Posted by Bob Kohm on March 9, 2013

I’ve been asked some questions this week about North Korea’s (DPRK) diplomatic and propaganda moves, so I thought I’d resort to the dread long form response rather than trying to cram it into Facebook posts. RunningLocal, time to dust you off.

As background, Dennis Rodman’s visit to the Hermit Kingdom wasn’t really the most significant happening in North Korea over the past ten days despite what Wolf Blitzer and crew might be saying. Earlier this week, North Korea’s leader, Kim Jong Un, started to release a series of highly provocative statements both from his mouth and the mouths of credible proxies in anticipation of and in response to new UN sanctions targeted directly at the leadership class of the DPRK and their ability to maintain their lifestyle and move money around. The sanctions, backed by the DPRK’s sometimes sponsors in Moscow and most importantly Beijing, have to worry Kim beyond his personal comfort; should his top Generals and diplomats feel discomfited for too long without any hope of a restoration of their lifestyle there becomes very little reason for Kim to remain in power– or alive. The rewards of normalization of relations with the Chinese, Russians and Americans would be extraordinarily high for members of a junta who made it happen, a possibility that has never been far from the minds of any of the three members of the Kim ruling dynasty.
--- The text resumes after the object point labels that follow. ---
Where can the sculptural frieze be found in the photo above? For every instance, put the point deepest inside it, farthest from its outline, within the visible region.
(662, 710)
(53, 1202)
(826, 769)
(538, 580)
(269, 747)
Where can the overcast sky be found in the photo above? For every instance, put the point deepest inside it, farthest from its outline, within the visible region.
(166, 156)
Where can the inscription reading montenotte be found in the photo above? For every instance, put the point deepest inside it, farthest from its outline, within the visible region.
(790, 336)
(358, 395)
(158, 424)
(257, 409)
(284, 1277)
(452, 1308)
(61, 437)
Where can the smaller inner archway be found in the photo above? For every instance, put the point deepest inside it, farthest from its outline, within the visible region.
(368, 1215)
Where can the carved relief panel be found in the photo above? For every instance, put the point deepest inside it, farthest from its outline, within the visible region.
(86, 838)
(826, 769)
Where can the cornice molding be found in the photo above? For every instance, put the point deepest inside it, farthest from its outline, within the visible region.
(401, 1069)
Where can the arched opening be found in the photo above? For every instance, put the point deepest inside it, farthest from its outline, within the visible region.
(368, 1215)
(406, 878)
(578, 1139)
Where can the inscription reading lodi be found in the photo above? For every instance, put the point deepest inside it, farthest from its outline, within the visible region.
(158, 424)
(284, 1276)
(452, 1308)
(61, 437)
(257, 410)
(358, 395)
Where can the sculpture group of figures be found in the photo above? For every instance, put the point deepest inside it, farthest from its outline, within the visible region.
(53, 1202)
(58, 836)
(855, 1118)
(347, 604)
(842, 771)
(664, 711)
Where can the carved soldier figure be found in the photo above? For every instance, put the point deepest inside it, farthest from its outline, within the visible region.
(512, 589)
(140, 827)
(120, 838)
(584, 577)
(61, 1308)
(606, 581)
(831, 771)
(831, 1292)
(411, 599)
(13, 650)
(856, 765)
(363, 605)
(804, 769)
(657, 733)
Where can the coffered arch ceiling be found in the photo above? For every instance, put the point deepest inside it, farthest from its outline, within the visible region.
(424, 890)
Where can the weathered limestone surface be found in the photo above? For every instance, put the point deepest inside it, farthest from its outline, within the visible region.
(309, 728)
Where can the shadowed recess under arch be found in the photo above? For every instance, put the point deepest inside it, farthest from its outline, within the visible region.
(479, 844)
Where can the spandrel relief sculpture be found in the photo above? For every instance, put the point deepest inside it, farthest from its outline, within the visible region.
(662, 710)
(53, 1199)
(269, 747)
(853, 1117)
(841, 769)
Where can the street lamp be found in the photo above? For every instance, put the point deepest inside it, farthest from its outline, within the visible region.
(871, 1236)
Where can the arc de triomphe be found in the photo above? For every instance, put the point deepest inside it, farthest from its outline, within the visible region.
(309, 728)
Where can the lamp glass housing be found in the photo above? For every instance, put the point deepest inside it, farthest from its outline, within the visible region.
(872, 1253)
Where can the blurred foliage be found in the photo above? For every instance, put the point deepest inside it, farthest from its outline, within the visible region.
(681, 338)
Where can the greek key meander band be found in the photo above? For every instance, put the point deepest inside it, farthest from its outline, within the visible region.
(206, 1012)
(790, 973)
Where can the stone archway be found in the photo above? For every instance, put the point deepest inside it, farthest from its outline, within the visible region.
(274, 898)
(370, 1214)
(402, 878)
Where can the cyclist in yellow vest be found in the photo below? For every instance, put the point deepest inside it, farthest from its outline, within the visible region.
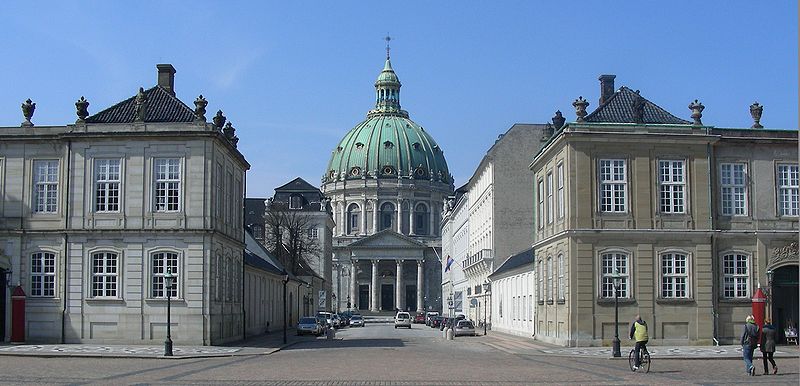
(639, 332)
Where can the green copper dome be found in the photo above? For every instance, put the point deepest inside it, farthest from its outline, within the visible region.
(387, 144)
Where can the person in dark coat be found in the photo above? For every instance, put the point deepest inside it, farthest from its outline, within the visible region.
(768, 346)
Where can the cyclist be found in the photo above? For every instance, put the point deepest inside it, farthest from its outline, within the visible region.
(639, 332)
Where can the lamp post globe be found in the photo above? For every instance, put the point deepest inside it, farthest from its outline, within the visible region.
(169, 280)
(617, 282)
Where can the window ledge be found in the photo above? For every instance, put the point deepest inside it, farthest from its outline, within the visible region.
(675, 301)
(625, 301)
(735, 300)
(105, 300)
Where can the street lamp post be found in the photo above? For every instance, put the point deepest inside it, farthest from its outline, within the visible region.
(486, 291)
(617, 279)
(769, 294)
(285, 317)
(169, 279)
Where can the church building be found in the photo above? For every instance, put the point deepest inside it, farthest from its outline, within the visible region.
(387, 179)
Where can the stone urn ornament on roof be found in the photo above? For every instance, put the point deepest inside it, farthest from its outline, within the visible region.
(755, 111)
(580, 105)
(27, 111)
(697, 112)
(200, 109)
(82, 110)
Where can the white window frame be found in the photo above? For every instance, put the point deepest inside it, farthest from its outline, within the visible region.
(540, 281)
(549, 268)
(675, 273)
(561, 282)
(159, 262)
(610, 259)
(45, 186)
(549, 186)
(107, 185)
(560, 193)
(672, 186)
(736, 274)
(613, 185)
(43, 274)
(787, 184)
(167, 185)
(540, 198)
(105, 275)
(733, 188)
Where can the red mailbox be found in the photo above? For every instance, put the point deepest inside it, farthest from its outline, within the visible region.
(759, 307)
(18, 315)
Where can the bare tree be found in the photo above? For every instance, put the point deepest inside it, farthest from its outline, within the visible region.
(287, 237)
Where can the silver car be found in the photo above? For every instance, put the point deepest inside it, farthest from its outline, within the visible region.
(464, 328)
(356, 321)
(309, 325)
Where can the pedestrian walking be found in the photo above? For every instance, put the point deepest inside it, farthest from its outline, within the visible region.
(749, 342)
(639, 332)
(768, 346)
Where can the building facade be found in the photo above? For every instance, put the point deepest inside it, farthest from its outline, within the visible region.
(680, 220)
(492, 214)
(387, 179)
(96, 213)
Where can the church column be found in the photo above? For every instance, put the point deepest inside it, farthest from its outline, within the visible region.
(374, 307)
(363, 217)
(411, 219)
(431, 231)
(354, 284)
(375, 216)
(420, 282)
(398, 287)
(400, 216)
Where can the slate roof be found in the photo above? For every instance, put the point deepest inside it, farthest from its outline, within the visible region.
(520, 259)
(619, 109)
(162, 106)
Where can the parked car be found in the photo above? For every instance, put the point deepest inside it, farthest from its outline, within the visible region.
(328, 318)
(402, 319)
(309, 325)
(430, 315)
(464, 328)
(356, 321)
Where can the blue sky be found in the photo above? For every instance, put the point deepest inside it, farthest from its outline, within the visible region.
(294, 77)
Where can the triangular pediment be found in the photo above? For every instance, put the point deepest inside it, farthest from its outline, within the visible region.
(387, 238)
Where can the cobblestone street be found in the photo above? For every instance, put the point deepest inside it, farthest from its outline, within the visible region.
(380, 355)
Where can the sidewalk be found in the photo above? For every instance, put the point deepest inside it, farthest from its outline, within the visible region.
(257, 345)
(513, 344)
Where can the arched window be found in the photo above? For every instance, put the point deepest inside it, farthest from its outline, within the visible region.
(353, 218)
(387, 216)
(421, 219)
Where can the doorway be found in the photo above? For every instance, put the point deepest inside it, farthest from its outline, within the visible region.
(3, 289)
(387, 297)
(411, 297)
(784, 298)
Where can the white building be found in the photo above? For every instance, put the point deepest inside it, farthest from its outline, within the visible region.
(492, 214)
(94, 214)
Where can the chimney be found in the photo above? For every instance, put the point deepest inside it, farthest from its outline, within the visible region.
(606, 87)
(166, 77)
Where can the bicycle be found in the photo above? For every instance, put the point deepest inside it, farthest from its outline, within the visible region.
(644, 360)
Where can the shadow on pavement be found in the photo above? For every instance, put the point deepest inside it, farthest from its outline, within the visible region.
(347, 343)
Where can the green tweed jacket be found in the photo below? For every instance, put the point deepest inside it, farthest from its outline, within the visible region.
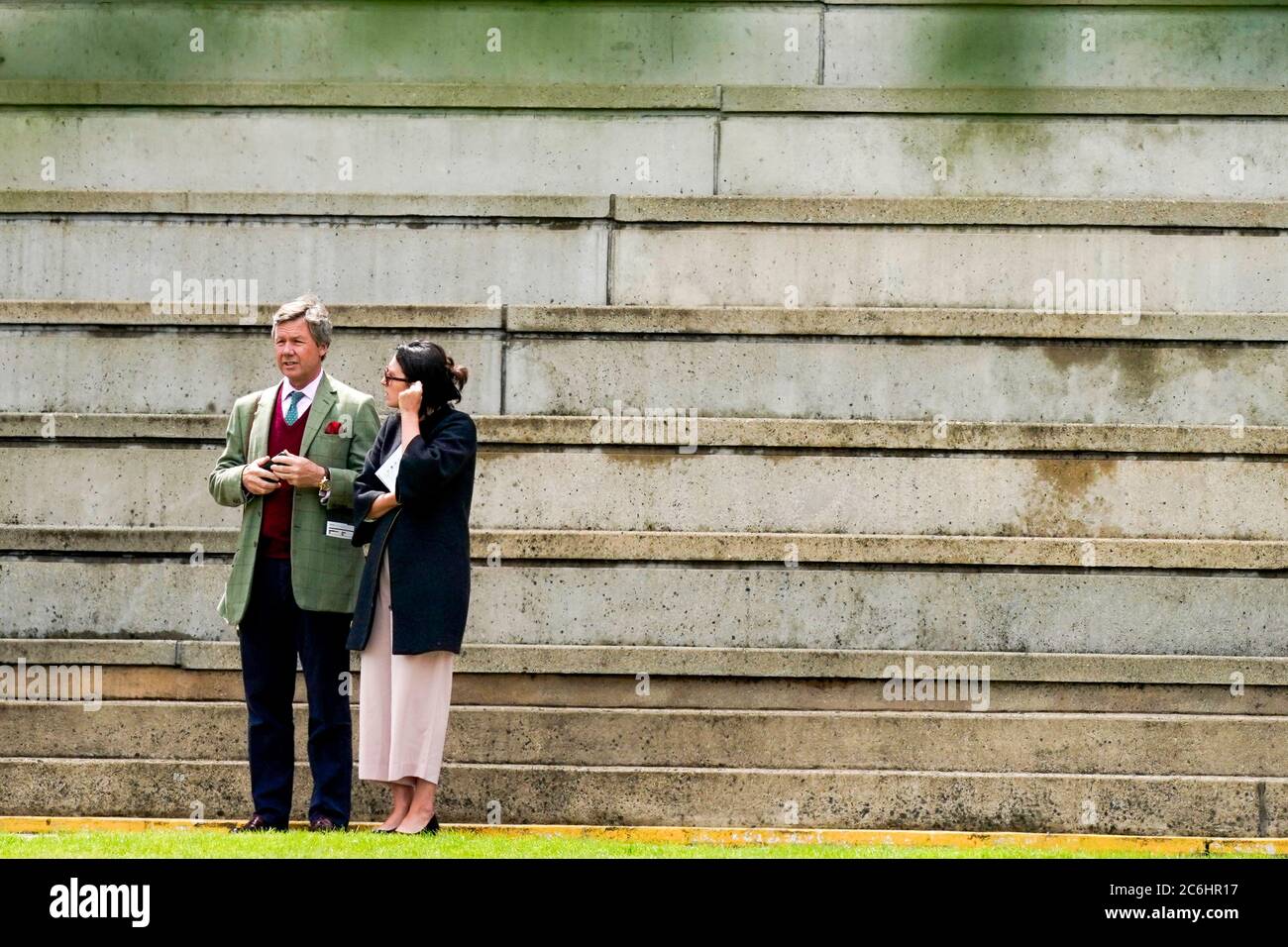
(325, 570)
Kim Jong-un with his Generals

Kim Jong-un with his Generals

The sanctions have prompted three major avenues of response from the Kim regime. The first and most significant for long term stability on the Korean Peninsula is the renunciation of the 1953 Armistice that suspended the Korean War of 1950-3. My wording here is very deliberate as the Korean War never ended from a diplomatic perspective and indeed is still an active war to this day. No treaty was ever signed; the armistice that was enacted simply indicated that open hostilities were to be suspended. It is under that security regime that the DMZ was established with Panmujom as a communication point between the UN forces, South Korea and North Korea, that US forces acting under the blanket of UN resolutions have provided security in Korea, etc.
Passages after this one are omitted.